Bruno dio un paso hacia mí, recuperando esa paciencia aterradora de los depredadores.
—Esta noche a las siete debes estar en la mansión. Enviaré al chofer a tu casa. No me hagas esperarte.
—No iré —dije, desafiándolo con la mirada.
En ese instante, la poca paciencia que le quedaba se evaporó. Sus ojos se oscurecieron y dio un paso más, acortando la distancia hasta que pude sentir el calor de su rabia.
—Irás, Paula. Porque de lo contrario, tú y tus amigas pagarán las consecuencias.
—¡Mis amigas no tienen nada que ver en esto! —grité, sintiendo un nudo de angustia—. Déjalas fuera de tu venganza enferma.

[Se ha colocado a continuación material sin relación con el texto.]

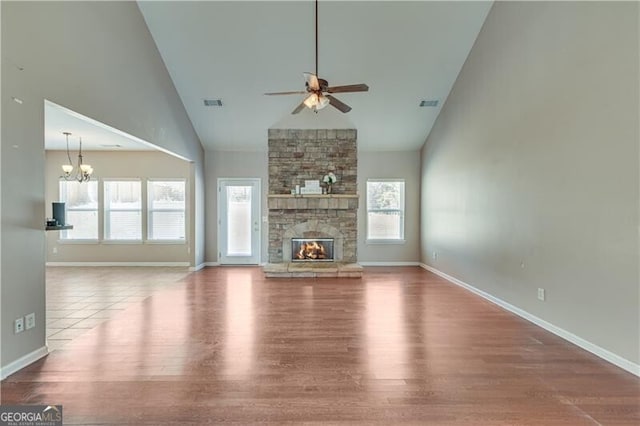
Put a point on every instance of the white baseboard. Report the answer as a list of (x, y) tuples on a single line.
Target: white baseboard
[(197, 268), (22, 362), (117, 264), (389, 263), (606, 355)]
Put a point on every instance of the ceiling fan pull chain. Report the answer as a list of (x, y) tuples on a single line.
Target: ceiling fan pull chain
[(316, 37)]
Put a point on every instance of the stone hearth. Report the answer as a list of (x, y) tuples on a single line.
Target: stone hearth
[(297, 155)]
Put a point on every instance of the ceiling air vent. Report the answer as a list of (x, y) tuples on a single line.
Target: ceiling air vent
[(431, 103)]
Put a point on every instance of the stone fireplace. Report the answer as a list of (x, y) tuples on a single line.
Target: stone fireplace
[(312, 250), (295, 157)]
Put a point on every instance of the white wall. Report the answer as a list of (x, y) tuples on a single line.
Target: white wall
[(390, 165), (140, 165), (96, 58), (530, 175), (233, 164)]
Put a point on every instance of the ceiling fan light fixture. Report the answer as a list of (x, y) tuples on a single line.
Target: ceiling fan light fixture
[(316, 101), (311, 101)]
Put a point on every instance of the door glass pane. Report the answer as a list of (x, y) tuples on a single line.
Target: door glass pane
[(239, 220)]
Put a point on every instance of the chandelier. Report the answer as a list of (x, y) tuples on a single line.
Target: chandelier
[(83, 172)]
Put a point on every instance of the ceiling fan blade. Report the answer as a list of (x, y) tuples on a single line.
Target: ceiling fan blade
[(298, 92), (298, 108), (338, 104), (312, 81), (349, 88)]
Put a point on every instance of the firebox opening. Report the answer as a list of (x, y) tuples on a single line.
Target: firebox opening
[(312, 250)]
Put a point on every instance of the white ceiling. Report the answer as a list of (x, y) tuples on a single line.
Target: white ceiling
[(406, 51), (95, 135)]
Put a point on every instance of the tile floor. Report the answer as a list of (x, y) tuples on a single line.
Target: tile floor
[(81, 298)]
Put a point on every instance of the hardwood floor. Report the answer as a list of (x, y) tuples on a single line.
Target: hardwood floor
[(400, 345)]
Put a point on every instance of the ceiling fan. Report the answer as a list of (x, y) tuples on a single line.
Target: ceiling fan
[(316, 88)]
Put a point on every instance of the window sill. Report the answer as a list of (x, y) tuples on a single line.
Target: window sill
[(125, 242), (376, 242), (166, 242), (78, 241)]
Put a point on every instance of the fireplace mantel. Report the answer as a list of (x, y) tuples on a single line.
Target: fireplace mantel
[(312, 202)]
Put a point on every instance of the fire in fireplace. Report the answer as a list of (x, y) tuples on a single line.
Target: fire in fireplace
[(312, 250)]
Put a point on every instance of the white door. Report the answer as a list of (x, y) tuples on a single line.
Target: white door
[(239, 221)]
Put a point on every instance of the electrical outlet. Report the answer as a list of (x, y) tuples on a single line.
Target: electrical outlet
[(18, 325), (30, 320)]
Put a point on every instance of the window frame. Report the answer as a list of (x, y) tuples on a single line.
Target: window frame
[(400, 210), (107, 212), (63, 233), (150, 211)]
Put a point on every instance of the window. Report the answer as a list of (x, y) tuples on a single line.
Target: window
[(122, 210), (385, 210), (81, 202), (166, 212)]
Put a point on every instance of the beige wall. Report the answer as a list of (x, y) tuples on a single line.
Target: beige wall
[(530, 175), (404, 165), (390, 165), (141, 165), (96, 58)]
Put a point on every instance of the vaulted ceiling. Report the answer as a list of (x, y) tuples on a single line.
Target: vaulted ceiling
[(236, 51)]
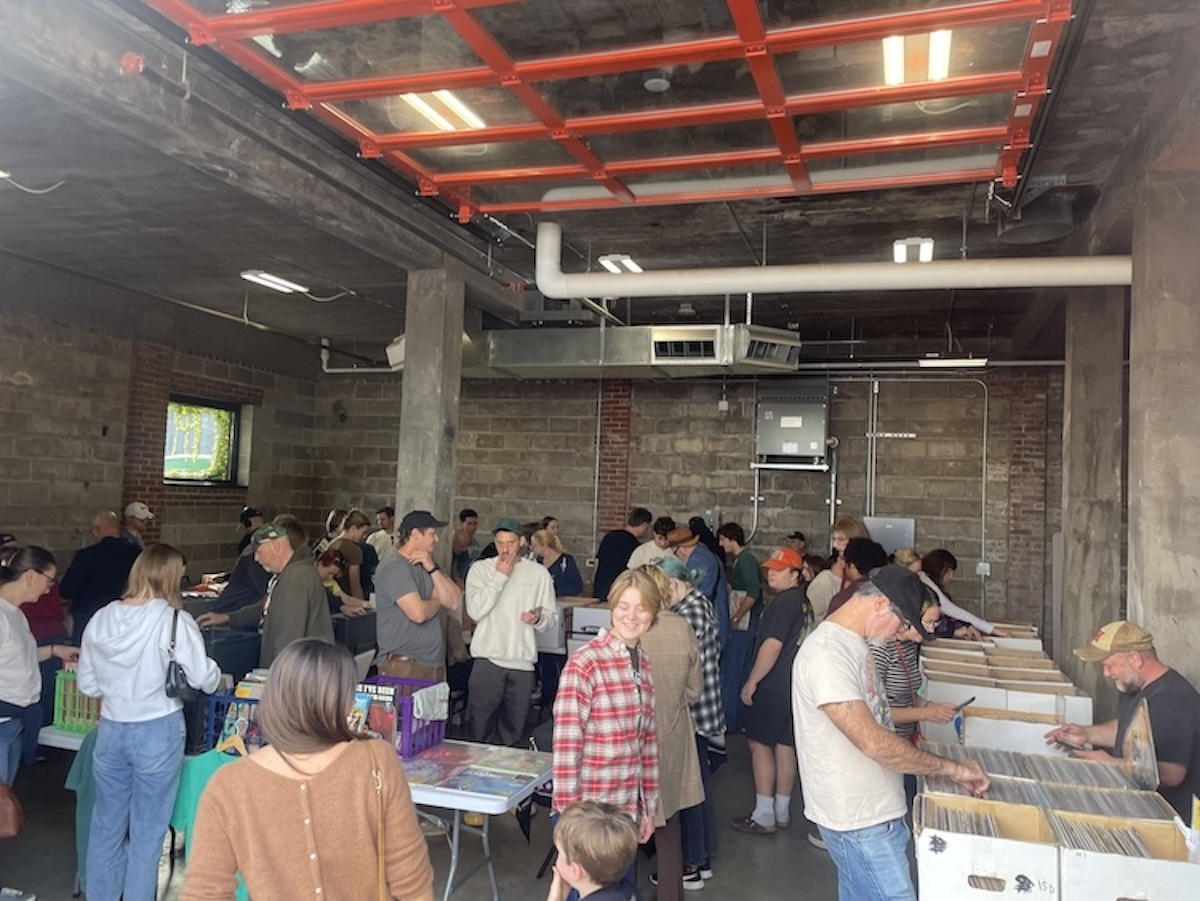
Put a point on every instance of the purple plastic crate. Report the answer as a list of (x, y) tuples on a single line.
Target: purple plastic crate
[(414, 734)]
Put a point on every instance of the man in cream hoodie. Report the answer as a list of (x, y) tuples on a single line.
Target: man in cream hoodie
[(509, 598)]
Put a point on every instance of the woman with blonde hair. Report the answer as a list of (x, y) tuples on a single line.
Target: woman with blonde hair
[(829, 582), (605, 742), (139, 744), (341, 817)]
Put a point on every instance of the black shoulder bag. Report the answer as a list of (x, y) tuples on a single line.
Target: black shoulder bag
[(177, 679)]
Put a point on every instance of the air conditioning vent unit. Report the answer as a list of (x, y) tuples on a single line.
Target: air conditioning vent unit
[(682, 344), (757, 347)]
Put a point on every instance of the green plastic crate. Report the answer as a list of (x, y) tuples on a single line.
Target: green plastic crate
[(73, 712)]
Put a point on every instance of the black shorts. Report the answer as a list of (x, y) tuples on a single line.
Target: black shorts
[(768, 721)]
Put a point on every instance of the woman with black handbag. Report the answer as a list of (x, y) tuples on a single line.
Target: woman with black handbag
[(131, 658)]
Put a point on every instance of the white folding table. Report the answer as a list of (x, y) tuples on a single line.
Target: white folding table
[(459, 802)]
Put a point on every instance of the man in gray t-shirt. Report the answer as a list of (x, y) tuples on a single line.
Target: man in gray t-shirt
[(412, 592)]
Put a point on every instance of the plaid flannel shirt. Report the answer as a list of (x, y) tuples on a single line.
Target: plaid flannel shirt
[(606, 748), (708, 712)]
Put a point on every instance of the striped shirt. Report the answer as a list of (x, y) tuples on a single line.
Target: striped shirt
[(606, 748), (898, 665), (708, 712)]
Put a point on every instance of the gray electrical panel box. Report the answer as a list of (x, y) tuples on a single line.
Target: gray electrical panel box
[(792, 419)]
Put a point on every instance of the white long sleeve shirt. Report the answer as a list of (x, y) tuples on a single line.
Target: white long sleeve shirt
[(124, 660), (952, 610), (496, 602)]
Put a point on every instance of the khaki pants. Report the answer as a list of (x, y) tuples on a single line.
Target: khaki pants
[(407, 668)]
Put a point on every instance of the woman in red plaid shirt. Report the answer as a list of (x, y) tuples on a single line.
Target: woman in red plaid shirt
[(605, 745)]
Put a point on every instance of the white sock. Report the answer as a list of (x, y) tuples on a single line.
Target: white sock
[(783, 808), (763, 810)]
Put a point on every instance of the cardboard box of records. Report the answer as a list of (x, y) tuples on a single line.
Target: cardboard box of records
[(1111, 841), (1023, 682)]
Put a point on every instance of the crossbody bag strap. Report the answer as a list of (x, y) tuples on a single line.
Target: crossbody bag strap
[(174, 625), (377, 780)]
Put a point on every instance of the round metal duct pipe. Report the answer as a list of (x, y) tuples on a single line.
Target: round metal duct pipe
[(1021, 272)]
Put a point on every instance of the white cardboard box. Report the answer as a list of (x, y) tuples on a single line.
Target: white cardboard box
[(1019, 865), (991, 730), (1091, 876)]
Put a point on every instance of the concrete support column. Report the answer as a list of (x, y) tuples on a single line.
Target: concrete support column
[(1164, 419), (1092, 470), (616, 418), (429, 406)]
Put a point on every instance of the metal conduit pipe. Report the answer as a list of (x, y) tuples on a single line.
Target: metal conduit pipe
[(1020, 272)]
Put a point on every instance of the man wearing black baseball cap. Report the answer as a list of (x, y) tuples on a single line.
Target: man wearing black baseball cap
[(852, 763), (412, 592)]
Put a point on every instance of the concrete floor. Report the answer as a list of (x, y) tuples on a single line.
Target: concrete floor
[(780, 866)]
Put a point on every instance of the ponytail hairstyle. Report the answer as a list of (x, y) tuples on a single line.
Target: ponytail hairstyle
[(16, 562)]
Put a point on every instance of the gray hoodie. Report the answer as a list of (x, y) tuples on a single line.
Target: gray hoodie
[(124, 660)]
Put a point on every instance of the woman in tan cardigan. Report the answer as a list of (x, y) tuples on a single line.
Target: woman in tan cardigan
[(317, 812), (675, 654)]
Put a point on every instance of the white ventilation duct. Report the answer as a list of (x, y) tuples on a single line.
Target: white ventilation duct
[(1023, 272)]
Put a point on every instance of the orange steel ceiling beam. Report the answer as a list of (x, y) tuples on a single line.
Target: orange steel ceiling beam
[(480, 40), (754, 156), (319, 16), (646, 56), (715, 113), (1041, 50), (771, 89)]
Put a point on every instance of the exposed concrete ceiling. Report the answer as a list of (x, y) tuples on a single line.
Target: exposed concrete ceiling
[(172, 196)]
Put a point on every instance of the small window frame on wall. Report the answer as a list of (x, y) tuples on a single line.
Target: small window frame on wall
[(202, 445)]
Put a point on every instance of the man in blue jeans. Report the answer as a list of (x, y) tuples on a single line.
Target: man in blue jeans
[(851, 762)]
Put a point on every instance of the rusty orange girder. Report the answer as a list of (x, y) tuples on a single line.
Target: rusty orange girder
[(751, 42)]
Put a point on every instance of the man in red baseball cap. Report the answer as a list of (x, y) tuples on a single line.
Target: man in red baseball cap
[(1131, 662)]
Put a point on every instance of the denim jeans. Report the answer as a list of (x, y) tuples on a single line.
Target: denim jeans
[(10, 750), (699, 823), (137, 768), (873, 863)]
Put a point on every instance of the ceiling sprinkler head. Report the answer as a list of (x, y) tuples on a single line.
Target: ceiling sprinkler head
[(658, 83)]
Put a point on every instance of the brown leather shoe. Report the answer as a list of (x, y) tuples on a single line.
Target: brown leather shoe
[(751, 827)]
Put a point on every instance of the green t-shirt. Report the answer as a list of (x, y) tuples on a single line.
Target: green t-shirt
[(745, 575)]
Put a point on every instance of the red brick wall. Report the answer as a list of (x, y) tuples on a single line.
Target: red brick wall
[(1027, 396), (153, 380), (612, 502)]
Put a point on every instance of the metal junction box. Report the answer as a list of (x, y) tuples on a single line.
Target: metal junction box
[(793, 419)]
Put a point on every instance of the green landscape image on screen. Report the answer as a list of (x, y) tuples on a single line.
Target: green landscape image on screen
[(199, 443)]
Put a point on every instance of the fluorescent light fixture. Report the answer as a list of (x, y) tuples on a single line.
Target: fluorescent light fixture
[(444, 110), (618, 263), (903, 248), (893, 60), (1039, 49), (461, 108), (421, 106), (952, 362), (940, 55), (274, 282)]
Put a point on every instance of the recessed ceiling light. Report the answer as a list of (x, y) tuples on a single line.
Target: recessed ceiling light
[(952, 362), (273, 281), (906, 250)]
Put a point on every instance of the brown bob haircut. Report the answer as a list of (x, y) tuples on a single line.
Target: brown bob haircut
[(307, 696)]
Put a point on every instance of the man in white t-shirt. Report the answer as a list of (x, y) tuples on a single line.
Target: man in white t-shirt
[(851, 761)]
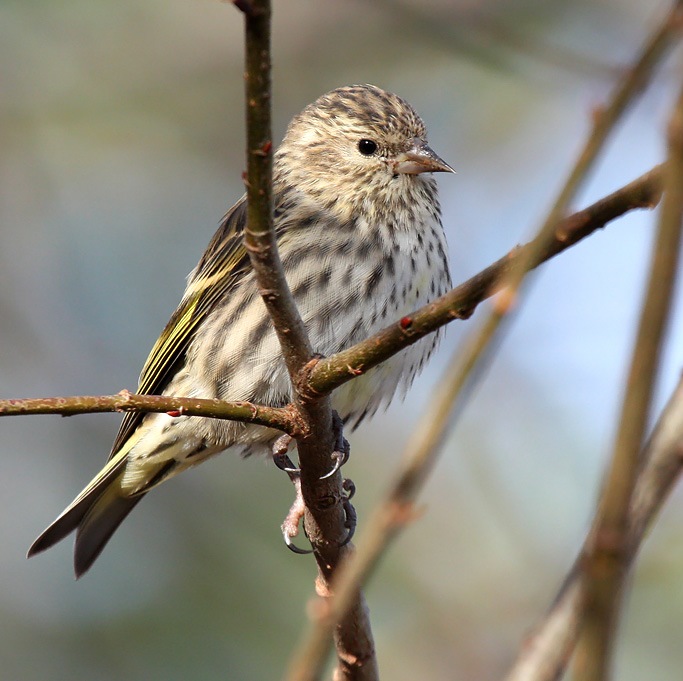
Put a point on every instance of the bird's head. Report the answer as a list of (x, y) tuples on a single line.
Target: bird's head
[(356, 147)]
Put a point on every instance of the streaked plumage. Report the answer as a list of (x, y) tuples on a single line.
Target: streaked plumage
[(360, 238)]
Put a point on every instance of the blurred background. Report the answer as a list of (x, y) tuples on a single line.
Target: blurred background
[(121, 145)]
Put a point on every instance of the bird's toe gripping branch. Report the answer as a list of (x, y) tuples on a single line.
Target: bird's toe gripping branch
[(290, 525)]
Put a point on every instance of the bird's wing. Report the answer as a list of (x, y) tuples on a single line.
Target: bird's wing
[(223, 262)]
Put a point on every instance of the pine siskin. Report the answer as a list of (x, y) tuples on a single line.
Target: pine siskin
[(360, 237)]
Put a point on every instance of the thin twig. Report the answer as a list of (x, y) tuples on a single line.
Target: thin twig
[(394, 507), (544, 654), (459, 303), (324, 518), (283, 419), (331, 372), (605, 561)]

—Yo pienso que sí tienen que ver —respondió él, bajando la voz hasta convertirla en una amenaza sibilina—. Con solo levantar un dedo, puedo hacer que la casa en la que viven desaparezca. Puedo hacer que a una de ellas le quiten el auto. De hecho, puedo hacer que las tres vivan debajo de un puente, porque después de que me encargue de que las despidan de sus trabajos, nadie más en esta ciudad se atreverá a contratarlas.
Me quedé sin habla, sintiendo que el suelo se abría bajo mis pies.
—Ah... —continuó él, clavando su mirada en mi vientre—, y también podrías tener a tu hijo debajo de ese mismo puente. Piénsalo bien.
—No puedo creer lo que estoy escuchando —susurré, sintiendo una náusea física—. ¿En qué te has convertido?
Bruno se dio la vuelta y caminó hacia la puerta. Antes de salir, se detuvo y me miró de soslayo.
—Si quieres ver si te estoy diciendo la verdad, no llegues a la mansión a las siete. Prueba mi alcance, Paula. Te reto.
Se marchó sin esperar respuesta, dejando el aire cargado de una toxicidad que me impedía respirar. Me desplomé en la silla, confundida, aterrada y con el corazón hecho pedazos. Sabía que Bruno era poderoso, pero nunca imaginé que usaría ese poder para aplastar a personas inocentes solo por herirme a mí.
Me levanté como un autómata. Salí de mi oficina y caminé hacia la de él. La secretaria intentó detenerme, pero la ignoré. Entré sin llamar. Él estaba sentado tras su escritorio, revisando unos documentos como si no acabara de destruir mi mundo.
—Necesito el día libre —le dije con voz seca—. Tengo que prepararme para esta "boda de venganza" contra mí.
Bruno levantó la vista y esa sonrisa victoriosa volvió a aparecer.
—Vaya, te convencí muy pronto. Sabia decisión.
—Sé que tienes muchas cosas bajo tu control —respondí, tragándome el orgullo—, y no voy a permitir que mis amigas paguen por mis errores. Ellas no se merecen tu odio.
—Puedes irte —dijo él, volviendo a sus papeles con una indiferencia que dolía—. El chofer llegará antes de las siete. No lo hagas esperar.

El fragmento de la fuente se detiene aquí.